Abstract

To explore associations between specific violence prevention strategies and nurses' perceptions of workplace safety in medical-surgical and mental health settings. Workplace violence is on the rise globally. Nurses have the highest risk of violence due to the nature of their work. Violence rates are particularly high among USA and Canadian nurses. Although multiple violence prevention strategies are currently in place in public healthcare organizations in British Columbia, Canada, it is unknown whether these approaches are associated with nurses' perceptions of workplace safety. This is an exploratory correlational design using secondary data. Using data obtained from a province-wide survey of nurses between March 2017 - January 2018, this study included 771 nurses from medical-surgical and 189 nurses from mental health settings. Data were analysed using ordinal logistic regressions. For medical-surgical and mental health nurses, greater perceptions of workplace safety were related to employers listening to them with respect to violence prevention strategies.

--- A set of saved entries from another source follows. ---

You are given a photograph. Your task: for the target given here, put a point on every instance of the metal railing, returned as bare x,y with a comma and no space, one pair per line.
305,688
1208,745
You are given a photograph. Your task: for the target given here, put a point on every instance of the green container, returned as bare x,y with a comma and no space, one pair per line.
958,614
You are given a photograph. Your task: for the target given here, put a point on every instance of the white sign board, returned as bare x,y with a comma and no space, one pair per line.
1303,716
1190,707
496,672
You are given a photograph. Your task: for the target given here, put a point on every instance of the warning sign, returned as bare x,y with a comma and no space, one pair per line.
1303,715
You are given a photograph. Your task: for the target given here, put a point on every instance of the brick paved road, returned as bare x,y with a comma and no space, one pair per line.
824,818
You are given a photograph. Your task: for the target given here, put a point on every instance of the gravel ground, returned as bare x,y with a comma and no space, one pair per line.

Nurses in both settings were more likely to feel safe when they were not expected to physically intervene during a code white situation. Medical-surgical nurses were more likely to feel safe when code white incident reviews were conducted and fixed alarms were used. Mental health nurses were more likely to report feeling safe when they had enough properly trained code white responders on their unit. Nurse-employer engagement is critical to nurses' perceptions of feeling safe at work. Engagement opportunities include nurses' involvement in discussions about appropriate violence prevention strategies, collaborative debriefing after violent incidents and co-development and updates of patients' behavioural care plans.